Köln (SID) - Drei der vier besten Hauptrundenteams der Deutschen Eishockey Liga (DEL) sind ihrer Favoritenrolle gerecht geworden und perfekt in die Play-offs gestartet. Zum Auftakt des Viertelfinales feierten der EHC Wolfsburg (4:1 gegen Köln), die Eisbären Berlin (5:3 gegen Ingolstadt) und die Krefeld Pinguine (6:4 gegen Titelverteidiger Hannover) jeweils Heimsiege. Lediglich der Hauptrundenzweite Düsseldorfer EG kassierte vor heimischem Publikum gegen DEL-Rekordchampion Adler Mannheim eine herbe 2:7 (0:1, 2:3, 0:3)-Pleite.

Vor nur 5066 Zuschauern in Düsseldorf erzielte der Kanadier Mike Glumac drei Tore und schoss Mannheim damit fast im Alleingang zum ersten Sieg in der Viertelfinalserie. Am Freitag muss das Team von DEG-Trainer Jeff Tomlinson, das in der Hauptrunde den zweiten Platz erreicht hatte, im zweiten Play-off-Viertelfinale in Mannheim antreten.

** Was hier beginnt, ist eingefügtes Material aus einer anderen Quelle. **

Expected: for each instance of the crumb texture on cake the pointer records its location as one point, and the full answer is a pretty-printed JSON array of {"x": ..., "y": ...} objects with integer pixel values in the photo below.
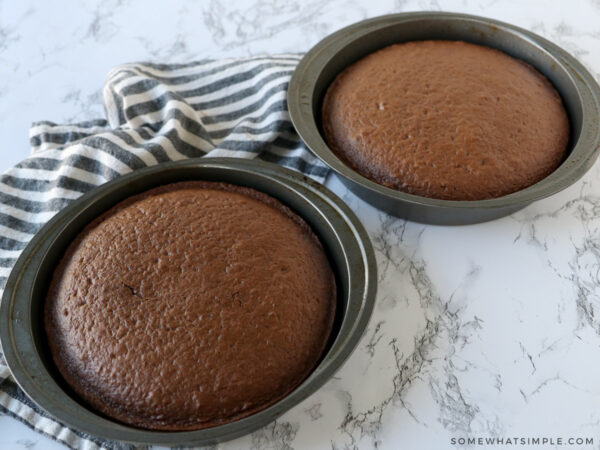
[
  {"x": 189, "y": 306},
  {"x": 446, "y": 119}
]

Der EHC Wolfsburg, das erfolgreichste Team der Hauptrunde, gewann 4:1 (2:1, 1:0, 1:0) gegen die Kölner Haie. Bereits nach 2:58 Minuten hatte Chris Lee die Gäste in Führung gebracht. Vor 2391 Zuschauern in der EisArena Wolfsburg konnte der Pokalsieger von 2009 die Partie durch zwei Überzahltore noch vor der ersten Drittelpause zu seinen Gunsten drehen. In einer überaus hart umkämpften und teilweise unfairen Partie mussten die Schiedsrichter insgesamt 101 Strafminuten gegen beide Teams aussprechen. Im Modus "best of five" fehlen den Niedersachsen nun noch zwei Siege um ins Halbfinale einzuziehen.

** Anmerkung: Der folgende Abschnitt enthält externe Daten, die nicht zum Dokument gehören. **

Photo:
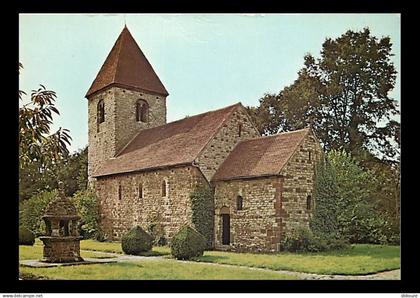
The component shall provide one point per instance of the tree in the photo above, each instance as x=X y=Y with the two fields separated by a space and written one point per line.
x=39 y=150
x=345 y=207
x=36 y=143
x=344 y=96
x=71 y=169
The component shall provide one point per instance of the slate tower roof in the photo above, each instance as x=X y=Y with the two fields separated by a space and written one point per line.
x=126 y=66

Ebenfalls gut aus den Startlöchern kamen die Krefeld Pinguine. Gegen Meister Hannover Scorpions setzte sich der Meister von 2003 mit 6:4 (4:1, 1:1, 1:2) durch. Damit hat Krefeld alle fünf bisherigen Saisonspiele gegen Hannover gewonnen. Dabei lieferten die Pinguine im heimischen Königspalast insbesondere im ersten Drittel eine starke Vorstellung ab und gingen folgerichtig mit 4:1 in Führung. Im Schlussdrittel konnten die Scorpions noch einmal auf 4:5 verkürzen, Krefelds Herberts Vasiljevs (45.) machte schließlich alles klar.

"Wir haben den Start komplett verschlafen, da waren wir wohl noch im Bus. Jetzt müssen wir zu Hause Vollgas geben", sagte der Hannoveraner Thomas Dolak. Scorpions-Coach Toni Krinner kritisierte die Einstellung seiner Mannschaft: "So darf man in den Play-offs nicht auftreten. Heute hat nur unsere Moral gestimmt."

Auf Kurs Richtung Play-off-Halbfinale liegen auch die Eisbären Berlin. 14.000 Fans begeisterte Fans bejubelten den 5:3 (2:3, 2:0, 1:0)-Heimsieg gegen den ERC Ingolstadt. In einer spannenden und abwechslungseichen Partie traf der deutsche Nationalspieler Stefan Ustorf zum 1:0. Anschließend kam Ingolstadt besser ins Spiel und ging mit 3:1 in Führung. Die Berliner kämpften sich in die Partie zurück und siegten letztlich verdient. Am Freitag muss der European-Trophy-Champion im zweiten Spiel in Oberbayern antreten.